The Burslem School of art originated in 1853. In the nineteenth century each of the
towns making up the (future) city of Stoke-on-Trent founded its own art school, the
Burslem school moving into the Wedgwood Institute when it was completed in the 1860s. In
1905 the art school moved across the road to new purpose-built accommodation designed by
A.R. Wood, a local architect. The new building with its distinctive large windows helped
the art school become pre-eminent in the district.
The Burslem Art School was founded as part of the Wedgwood Memorial Institute in 1869. It
became a separate school with its own premises in February 1906. The building was
situated opposite the Wedgwood Institute.
This large, symmetrical, red brick and terracotta building in Queen Street, Burslem, is
the School of Art, designed by A. R. Wood and built during 1905-7. The decorative
terracotta embellishments that supplement the 107ft. frontage were contributed by
Doultons. The cost of the building was about £6,000, with an extra £1,500
spent on furnishing the spacious studies. The site had previously been occupied by an
old manufactory belonging to Wood and Baker, which, I think, was formerly the works of a
much earlier pottery owned by Cork and Condliffe. It was donated by Thomas Hulme in 1904
for the sole purpose of erecting a much-needed art school.
On Friday, February 9th, 1906, the foundation stone was laid by the Earl of Dartmouth,
who used a special engraved trowel. The trowel was silver with an ivory handle; it had
an inscription-the Burslem coat of arms, and the motto “Ready.” Deposited
beneath the stone was an earthenware jar containing copies of the
“Sentinel,” the “Staffordshire Advertiser,” a copy of the clays
programme, and several coins of the period.
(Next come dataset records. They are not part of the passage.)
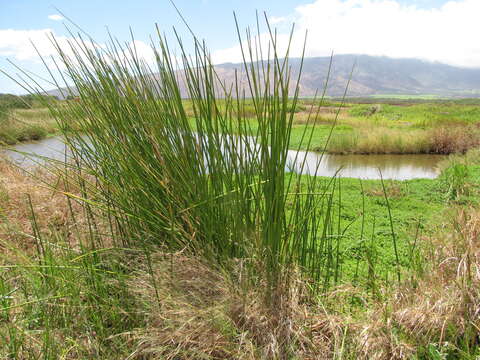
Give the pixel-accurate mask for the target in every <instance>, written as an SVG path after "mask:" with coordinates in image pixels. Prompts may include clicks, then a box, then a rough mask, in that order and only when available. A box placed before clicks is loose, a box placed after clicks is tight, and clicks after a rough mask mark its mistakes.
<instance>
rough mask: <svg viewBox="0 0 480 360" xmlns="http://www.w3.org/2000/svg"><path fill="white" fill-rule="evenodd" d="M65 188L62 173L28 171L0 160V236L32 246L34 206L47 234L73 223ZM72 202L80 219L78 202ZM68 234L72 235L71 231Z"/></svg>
mask: <svg viewBox="0 0 480 360" xmlns="http://www.w3.org/2000/svg"><path fill="white" fill-rule="evenodd" d="M65 190H66V189H65V183H64V181H63V176H62V175H61V174H60V173H55V172H53V171H48V170H46V169H41V168H37V169H36V170H34V172H33V173H32V174H28V173H27V172H25V171H24V170H22V169H20V168H18V167H16V166H14V165H12V164H11V163H9V162H8V161H6V160H3V159H0V216H1V219H2V221H1V223H0V239H2V241H3V242H5V241H6V242H10V243H15V245H16V246H20V247H21V248H22V249H23V250H29V249H31V248H32V246H33V245H34V239H33V237H32V234H33V232H34V230H33V227H32V208H33V213H34V214H35V221H36V223H37V226H38V228H39V231H40V232H41V233H43V234H45V235H51V234H53V233H54V232H56V231H58V230H59V229H60V228H62V229H63V228H65V227H68V226H70V222H71V214H70V210H69V204H68V200H67V197H66V196H65V195H64V193H63V192H64V191H65ZM70 191H71V190H70ZM29 198H30V199H31V204H32V208H31V207H30V200H29ZM71 205H72V209H73V210H74V212H75V213H76V214H78V216H77V217H78V219H77V220H79V219H82V211H81V206H80V205H79V204H77V203H75V202H71ZM66 235H67V236H68V237H73V235H72V233H71V232H68V231H67V232H66ZM65 240H69V239H68V238H67V239H65Z"/></svg>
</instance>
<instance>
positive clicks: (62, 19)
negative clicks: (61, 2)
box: [48, 14, 65, 21]
mask: <svg viewBox="0 0 480 360" xmlns="http://www.w3.org/2000/svg"><path fill="white" fill-rule="evenodd" d="M48 18H49V19H50V20H53V21H62V20H65V18H64V17H63V16H62V15H59V14H52V15H48Z"/></svg>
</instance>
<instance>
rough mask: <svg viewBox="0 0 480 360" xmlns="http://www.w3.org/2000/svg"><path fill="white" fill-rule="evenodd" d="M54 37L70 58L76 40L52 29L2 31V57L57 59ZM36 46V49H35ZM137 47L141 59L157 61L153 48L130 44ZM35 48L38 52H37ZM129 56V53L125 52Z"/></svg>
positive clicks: (88, 45)
mask: <svg viewBox="0 0 480 360" xmlns="http://www.w3.org/2000/svg"><path fill="white" fill-rule="evenodd" d="M52 36H53V37H55V40H56V41H57V43H58V45H59V46H60V47H61V48H62V50H63V51H65V53H66V54H67V55H69V56H71V55H72V52H71V50H70V45H69V43H70V42H72V41H74V40H75V39H74V38H72V37H67V36H62V35H57V34H55V32H54V31H53V30H52V29H38V30H13V29H5V30H2V29H0V56H7V57H10V58H12V59H14V60H18V61H32V62H37V63H39V62H41V59H40V57H39V55H38V53H40V55H41V56H42V57H44V58H49V57H51V56H54V57H56V56H57V55H58V52H57V50H56V48H55V46H54V45H53V43H52ZM34 45H35V47H34ZM86 45H87V46H88V47H89V48H93V47H97V48H105V45H104V44H92V43H89V42H86ZM133 45H135V49H136V53H137V55H138V57H139V58H142V59H144V60H145V61H146V62H147V63H149V64H151V63H153V61H154V60H155V57H154V54H153V50H152V48H151V47H150V46H149V45H147V44H146V43H144V42H143V41H140V40H134V41H133V42H130V43H129V44H128V46H129V47H132V46H133ZM35 48H36V49H37V50H38V53H37V50H35ZM125 55H126V56H128V51H127V50H125Z"/></svg>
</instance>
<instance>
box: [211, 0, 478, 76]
mask: <svg viewBox="0 0 480 360" xmlns="http://www.w3.org/2000/svg"><path fill="white" fill-rule="evenodd" d="M478 14H480V1H478V0H459V1H450V2H448V3H446V4H444V5H443V6H441V7H439V8H433V9H421V8H418V7H416V6H407V5H402V4H400V3H399V2H398V1H395V0H344V1H342V0H317V1H315V2H313V3H311V4H307V5H302V6H299V7H297V8H296V9H295V12H294V13H293V14H290V15H289V16H286V17H284V18H272V20H273V23H275V24H276V26H279V29H282V27H285V26H286V25H289V24H286V22H287V20H286V19H288V21H290V20H291V19H293V20H294V21H295V24H296V32H295V35H294V38H293V43H294V45H295V46H294V47H293V49H292V51H291V55H292V56H299V55H300V54H301V50H302V46H301V45H303V37H304V34H305V31H307V30H308V40H307V52H306V56H326V55H329V54H330V53H331V52H332V51H334V53H336V54H367V55H385V56H390V57H403V58H404V57H412V58H422V59H425V60H430V61H439V62H444V63H448V64H451V65H457V66H467V67H480V42H479V41H478V40H477V36H476V35H477V32H478V30H477V28H478V26H477V23H478V20H477V18H478ZM266 38H267V36H266V34H264V35H262V43H263V44H265V43H266ZM278 39H279V40H278V42H279V43H280V45H281V46H283V47H284V48H285V45H286V43H287V42H288V31H286V30H285V31H284V32H280V35H278ZM212 57H213V59H214V61H215V62H216V63H222V62H237V61H239V60H240V59H241V56H240V49H239V47H238V46H233V47H231V48H228V49H222V50H218V51H214V52H213V54H212Z"/></svg>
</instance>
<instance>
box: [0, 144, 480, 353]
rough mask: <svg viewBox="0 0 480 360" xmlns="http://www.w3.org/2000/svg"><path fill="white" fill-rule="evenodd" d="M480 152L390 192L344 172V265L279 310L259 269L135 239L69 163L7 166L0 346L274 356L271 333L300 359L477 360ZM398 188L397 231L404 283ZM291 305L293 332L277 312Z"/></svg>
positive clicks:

Accompanying the jar were several examples
of Burslem-made earthenware pots and ceramic tiles produced by the leading
manufacturers. The main contributors were Doultons, Maddocks, Malkins, Wood and Sons,
Wades, the Marden Tile Company, and Messrs. Boote.
The origins of the school can be traced back to a meeting in 1853 when representatives of
the Stoke and Hanley Schools of Design met in the Wesleyan Schoolroom, Burslem, to
discuss the possibility of creating a central art school that could be attended by
students from the Six Towns and Newcastle, but, like most good ideas, it did not
materialise overnight. In fact, it took more than 50 years before Burslem finally had an
art school of its own and over 100 years before all the local art schools in the city
were to unite as Stoke College of Art. This status was short-lived, however, because,
with the founding of the North Staffordshire Polytechnic in 1970, the College of Art
became the Faculty of Art and Design within this new system of tertiary education.